Playing Neil Perry in Dead Poets Society (1989), the boy who kills himself after his father refuses to let him act, should have made Robert Sean Leonard a movie star. It didn't, by his own design. He co-founded a New York theater company with Ethan Hawke in 1991, won a Tony in 2001 for Tom Stoppard's The Invention of Love, and became exactly the kind of actor Hollywood usually loses to the stage.
Eight seasons as Wilson on House (2004-2012) is probably why most people recognize him, which is an odd outcome for someone who spent the 1990s building a serious stage career. Wilson was House's only real friend, the moral center of a show built around a misanthrope. Since House ended, he's done what he's always done: chosen stage work over profile-building, picking up roles in The Gilded Age and theater productions on both sides of the Atlantic when it suits him.

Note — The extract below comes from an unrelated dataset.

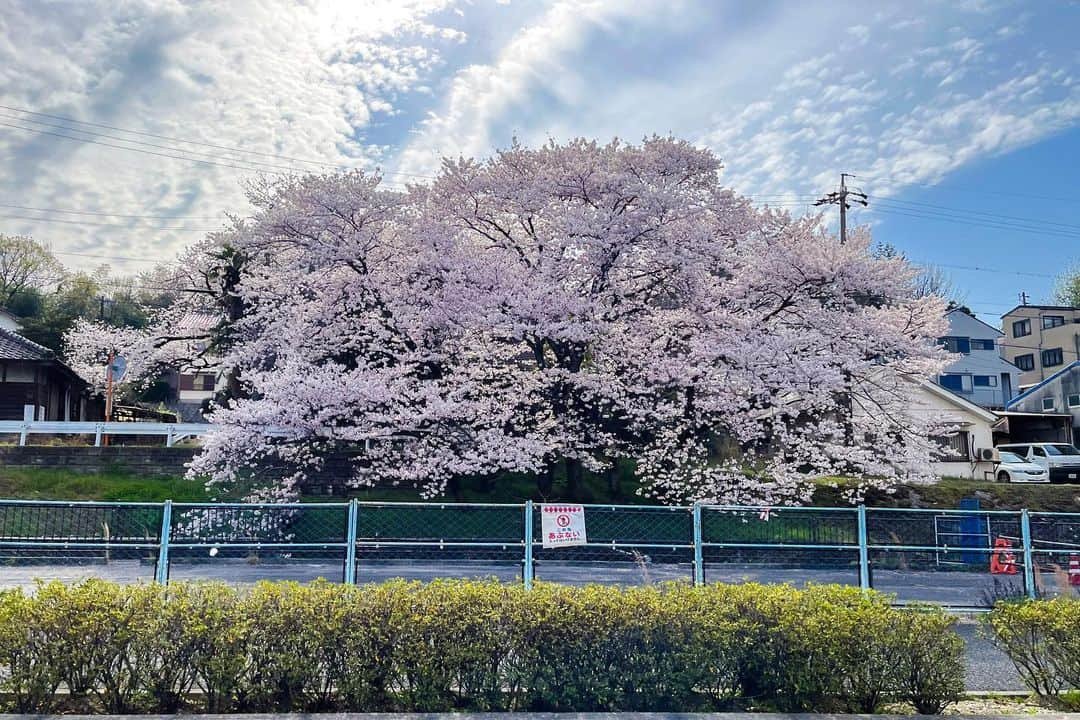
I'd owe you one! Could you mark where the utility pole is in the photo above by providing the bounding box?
[103,351,115,446]
[1019,291,1029,306]
[815,173,868,243]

He dropped out of Ridgewood High School at 17 to act and was in film within the year. He co-founded the Malaparte theater company in 1991 with Ethan Hawke, James Waterston, Steve Zahn, and Frank Whaley. His 2003 Tony nomination came for playing Edmund Tyrone in Long Day's Journey Into Night alongside Philip Seymour Hoffman, Brian Dennehy, and Vanessa Redgrave. That's an absurd amount of talent on one stage.